Complain? Or just sit there and stew?
(Victoria Roberts / For The Times)
Bathing is an art in Japan. Bathing has style. Bathing has etiquette.

The only bath etiquette I was taught was to wipe off the ring after using the tub. By Japanese bathing standards, I'm a barbarian.

The Japanese recognize this lack of understanding in visitors and try to enlighten foreigners with tips in tourist brochures. A booklet from the Japanese Inn Group says first thing, "Do not use soap in the tub." Illustrations depict the proper method for cleaning oneself: Sit on a low stool in front of a small bucket and scrub away the grime before the bath itself. Sounds simple enough.

On my first trip to Japan in 1991, I traveled with my friend Lu to the mountain resort of Nikko. It's renowned for its elaborate Toshugo Shrine and a spring festival where 1,198 local men — and two women — re-create a 17th century parade of archers, samurai and brocade-clad officials.

Our pension in Nikko was the first place we stayed that had a communal bath rather than a private tub or shower. Communal did not mean that the genders would bathe together. A hotel sign specified "Ladies Time" from 8:30 to 10:30 p.m. Like the two lone females in the festival parade, Lu and I were the only women there at 8:30 p.m. on a Friday.

The bathroom was lovely. The tub, tiled in blue and gray, could seat three or four people. Steaming water rippled down a boulder-covered wall. Black slate lined the floor, textured underfoot like stepping stones in a stream. The atmosphere resembled an onsen — a mountain hot spring — especially with the wall-sized window at one end of the room.
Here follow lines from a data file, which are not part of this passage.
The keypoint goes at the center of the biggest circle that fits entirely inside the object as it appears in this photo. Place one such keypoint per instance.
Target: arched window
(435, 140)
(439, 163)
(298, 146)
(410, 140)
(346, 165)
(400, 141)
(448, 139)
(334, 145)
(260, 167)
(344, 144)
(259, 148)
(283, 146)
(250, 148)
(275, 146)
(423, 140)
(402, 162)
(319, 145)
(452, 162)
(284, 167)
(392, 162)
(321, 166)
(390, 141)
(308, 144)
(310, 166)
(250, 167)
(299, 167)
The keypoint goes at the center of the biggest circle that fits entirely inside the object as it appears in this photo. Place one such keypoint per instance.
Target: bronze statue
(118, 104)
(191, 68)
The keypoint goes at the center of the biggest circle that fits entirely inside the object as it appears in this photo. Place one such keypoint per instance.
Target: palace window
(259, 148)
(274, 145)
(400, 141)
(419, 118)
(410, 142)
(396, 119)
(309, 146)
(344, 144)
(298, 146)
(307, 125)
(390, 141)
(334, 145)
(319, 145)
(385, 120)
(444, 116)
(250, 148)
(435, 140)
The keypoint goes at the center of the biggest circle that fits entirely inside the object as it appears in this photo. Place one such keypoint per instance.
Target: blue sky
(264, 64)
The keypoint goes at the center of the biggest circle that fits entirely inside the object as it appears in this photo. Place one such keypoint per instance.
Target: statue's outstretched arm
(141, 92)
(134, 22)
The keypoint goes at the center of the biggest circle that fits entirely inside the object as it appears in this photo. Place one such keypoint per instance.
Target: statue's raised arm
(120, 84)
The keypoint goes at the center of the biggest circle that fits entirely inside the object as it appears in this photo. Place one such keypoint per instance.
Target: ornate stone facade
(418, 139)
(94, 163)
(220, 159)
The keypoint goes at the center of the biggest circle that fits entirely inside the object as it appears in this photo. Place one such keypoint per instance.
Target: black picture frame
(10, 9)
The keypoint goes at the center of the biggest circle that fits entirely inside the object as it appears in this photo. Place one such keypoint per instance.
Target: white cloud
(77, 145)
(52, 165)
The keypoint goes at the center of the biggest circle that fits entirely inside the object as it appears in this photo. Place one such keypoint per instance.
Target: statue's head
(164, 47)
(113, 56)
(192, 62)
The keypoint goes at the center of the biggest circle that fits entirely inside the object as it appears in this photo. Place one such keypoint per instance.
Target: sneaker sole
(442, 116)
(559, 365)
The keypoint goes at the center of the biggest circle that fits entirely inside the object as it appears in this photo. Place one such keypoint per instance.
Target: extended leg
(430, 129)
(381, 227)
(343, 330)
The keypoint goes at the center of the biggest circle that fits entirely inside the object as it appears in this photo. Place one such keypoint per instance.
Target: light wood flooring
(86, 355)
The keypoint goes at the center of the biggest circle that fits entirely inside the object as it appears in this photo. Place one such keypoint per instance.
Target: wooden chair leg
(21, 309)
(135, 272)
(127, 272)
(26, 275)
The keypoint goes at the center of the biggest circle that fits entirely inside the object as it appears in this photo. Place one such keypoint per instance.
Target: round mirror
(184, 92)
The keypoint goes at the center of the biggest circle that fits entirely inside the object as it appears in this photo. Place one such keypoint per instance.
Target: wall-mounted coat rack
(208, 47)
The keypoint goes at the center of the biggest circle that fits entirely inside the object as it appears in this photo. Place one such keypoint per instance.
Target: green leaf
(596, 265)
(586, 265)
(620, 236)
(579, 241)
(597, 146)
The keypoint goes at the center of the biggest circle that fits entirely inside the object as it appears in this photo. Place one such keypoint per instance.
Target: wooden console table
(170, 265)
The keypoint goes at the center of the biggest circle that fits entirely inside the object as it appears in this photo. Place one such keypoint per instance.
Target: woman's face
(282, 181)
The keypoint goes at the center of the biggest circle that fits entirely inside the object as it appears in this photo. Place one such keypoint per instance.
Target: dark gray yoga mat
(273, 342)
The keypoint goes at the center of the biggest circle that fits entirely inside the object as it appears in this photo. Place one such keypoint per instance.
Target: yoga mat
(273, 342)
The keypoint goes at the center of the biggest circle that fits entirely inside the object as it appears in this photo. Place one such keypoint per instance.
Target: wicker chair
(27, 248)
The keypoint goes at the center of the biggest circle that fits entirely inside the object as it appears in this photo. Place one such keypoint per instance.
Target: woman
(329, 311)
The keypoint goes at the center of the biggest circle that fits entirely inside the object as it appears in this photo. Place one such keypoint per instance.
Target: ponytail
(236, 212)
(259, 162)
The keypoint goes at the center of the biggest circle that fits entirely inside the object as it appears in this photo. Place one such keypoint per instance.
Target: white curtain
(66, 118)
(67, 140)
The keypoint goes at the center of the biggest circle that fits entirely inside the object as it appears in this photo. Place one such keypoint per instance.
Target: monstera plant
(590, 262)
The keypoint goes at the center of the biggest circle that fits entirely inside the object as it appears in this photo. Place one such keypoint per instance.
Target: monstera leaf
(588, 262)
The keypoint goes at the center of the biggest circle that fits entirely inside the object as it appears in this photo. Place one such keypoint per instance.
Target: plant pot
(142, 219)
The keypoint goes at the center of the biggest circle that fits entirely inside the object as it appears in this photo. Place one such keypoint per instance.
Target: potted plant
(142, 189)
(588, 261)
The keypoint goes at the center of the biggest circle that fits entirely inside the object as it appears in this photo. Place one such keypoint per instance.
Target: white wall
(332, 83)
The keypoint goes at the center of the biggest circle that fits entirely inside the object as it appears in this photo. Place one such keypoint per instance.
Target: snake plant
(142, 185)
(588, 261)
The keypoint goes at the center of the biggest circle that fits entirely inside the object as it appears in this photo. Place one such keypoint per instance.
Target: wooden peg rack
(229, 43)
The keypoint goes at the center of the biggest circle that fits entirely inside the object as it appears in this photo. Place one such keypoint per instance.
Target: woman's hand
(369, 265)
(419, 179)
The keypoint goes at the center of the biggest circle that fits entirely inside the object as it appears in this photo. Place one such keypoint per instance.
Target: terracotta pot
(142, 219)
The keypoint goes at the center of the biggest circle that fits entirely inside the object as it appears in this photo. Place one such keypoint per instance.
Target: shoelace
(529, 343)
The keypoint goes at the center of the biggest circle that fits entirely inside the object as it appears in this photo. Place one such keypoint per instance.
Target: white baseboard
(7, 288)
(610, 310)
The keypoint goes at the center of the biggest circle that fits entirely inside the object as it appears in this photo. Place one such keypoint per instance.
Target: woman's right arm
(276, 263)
Lu and I paused at the sight of that window, skimpy towels clutched tight around us. (We had left our clothes in the changing room.) Still, at night, with the hotel perched on a wooded hillside, who would see us?

We grabbed wooden buckets and stools, turning our backs on the window and the world beyond. We had serious washing to do.

Flexible shower hoses and spigots dotted the walls. Selecting one, I scrubbed and sprayed, splashing with abandon. The challenge lay in balancing soap and hose without sliding off the tiny stool designed for folk built on trimmer lines than I. Lu did fall off her stool — twice — rolling on the floor in gales of laughter before we decided we were clean enough to take a bath.

Doing a tub-side dance

That tourist brochure had promised, "When you immerse yourself in a tub of water that is a little on the hot side, you will be able to relax your strained nerves and muscles."

I stepped into the bath and immediately out, relieved I still had skin on my legs. A little on the hot side? You could cook ramen noodles in that water.

Lu and I tried again on the theory that we just had to adjust to the temperature. We hopped in. We hopped out, performing a scalded hokeypokey a few more times before we steeled ourselves to sit down in the bath.

"Now I know how lobsters feel," remarked Lu through gritted teeth.

If we kept absolutely, perfectly still, we could endure it. A single ripple caused a tidal wave of heat. After five minutes of sitting like a stone, I declared myself "relaxed" and clambered out on rubber legs. Lu quickly followed.

That's when a young Japanese woman entered the room. She spoke English, so we chatted with her a few minutes while we dried off and she soaped up.

I eyed her as she approached the tub's rim. Now I would see firsthand how her culture had perfected the art of steeping oneself in a simmering tub.

She knelt and felt the water with her hand, steam curling around her from the trickle down the rock face.

"Too hot!" she yelped and jerked back her fingers.

Then she turned the cold tap on full blast before climbing in.

Susan Lendroth is a freelance writer living in Southern California. Her preferred bathing temperature is several degrees below scalding.